Klappentext: „Näherungsweise“ ist Mara-Daria Cojocarus erster Gedichtband. In der Form frei und nicht festgelegt nähern sich ihre Texte – über mythologische Motive – dem Leben in der Moderne und den sinnstiftenden Grundthemen Liebe, Wahrheit und Vergänglichkeit. Die oft fragmentierte Sprache spiegelt nicht nur eine nicht-lineare Wahrnehmung, sondern auch das Fragmentiere des Subjektes. Der Gegensatz von Wunsch und Wirklichkeit, von alten Märchen und aufgeklärter Realität ruft ambivalente Bindungen hervor: „Wo der Honigstock in Asche klebt/ Da man sich im Grund nicht lieben muss/ Sich jedoch prinzipiell nicht lassen kann“. En passant und auf ihre eigene rätselhafte, wunderbare Weise erkunden die Texte Cojocarus die Übergangszonen von Innen- und Außenwelt. Eine starke Sinnlichkeit ist ihnen dabei eingeschrieben und ein Erkenntniswille.

Mara-Daria Cojocaru, geboren 1980 in Hamburg, studierte Politikwissenschaft, Theaterwissenschaft und Recht für Sozialwissenschaftler an der Ludwig-Maximilians-Universität München. Seit Sommersemester 2007 Promotion in Politikwissenschaft.

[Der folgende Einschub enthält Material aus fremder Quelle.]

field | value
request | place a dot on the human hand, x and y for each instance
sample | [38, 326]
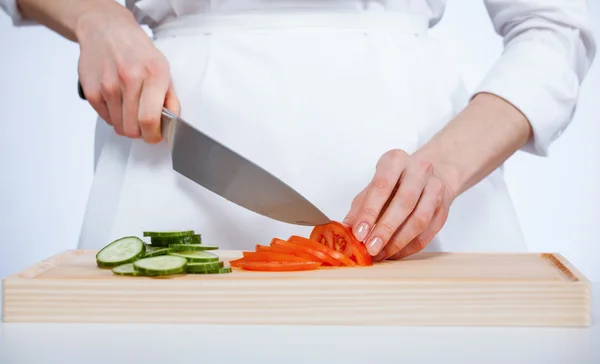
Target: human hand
[406, 202]
[123, 76]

Teilnahme an der Autorenwerkstatt des „Lyrikkabinett“, München 2007. (vol/wip)

 

Leseprobe:

© Lyrikedition 2000 ©

ELEFANTEN

Ach, könnten wir nur einander die Gedanken direkt

Von der Stirn abrüsseln, wie die Land-Lamantine,

Die, aufgestiegen aus dem tosenden Meer, die

 

Weisheit haben, den Streitwagen der Erkenntnis ziehen

Und die Minerva hinterher; dann neumondgereinigt

Den bösen Hund mit einem Niesen betäuben.

 

ATLAS

die welt ist

platt wie eine scheibe

sitzt dir im genick

 

blutgeld bis

das rückgrat

bricht

 

SEKHMET

der große rote kater

hat die erde abgenagt &

fischgerippe in den abendhimmel

gehängt

 

dort baumeln sie die

faulen köpfe auf der

anderen seite werden kinder

dick nicht satt

 

WARUM

gedanken versammeln wo

worte sich im raum breit machen

müssen sie hüllen fallen lassen unaufdringlich

dinglich allen worten platz machen müssen

 

atem herz hände fassen

sprachlos lassen freiheit ist

schwindeln ohne selbstbetrug

dichter dran zwang suche nach

 

raum zwischen nicht glaubend dran

glauben müssen dabei ganz heimlich

aber hörbar staunend über

das vergehen lachen müssen

 

ERBLAST

Mit blanken Augen, blauen Blicken

Offenem Schrumpkopf, ohne Sinn und Verstand

Lässt er sich nickend fallen in die Geschicke,

Die geschickten Hände der Welt. Der Erbe

 

Schreit entsetzlich, obschon er kein Wort versteht

Nicht wissen kann, ob der Antritt sich lohnt.

Doch irgendeiner wird ihn bald wiegen

Im Glauben daran, dass er nicht verletzt wird.

 

Derweil zertrampeln die Eltern Vergangenheit

In Gegenwart des Kinds. Er noch, beschnüffelt

Jeden Satz, zupft jedes Wort hervor, die schönen

… Hoffnung, zum Beispiel, hat er am liebsten.

© Lyrikedition 2000 ©

Literaturangaben:
COJOCARU, MARA-DARIA: Näherungsweise. Gedichte. Lyrikedition 2000, München 2008. 56 S., 7,50 €.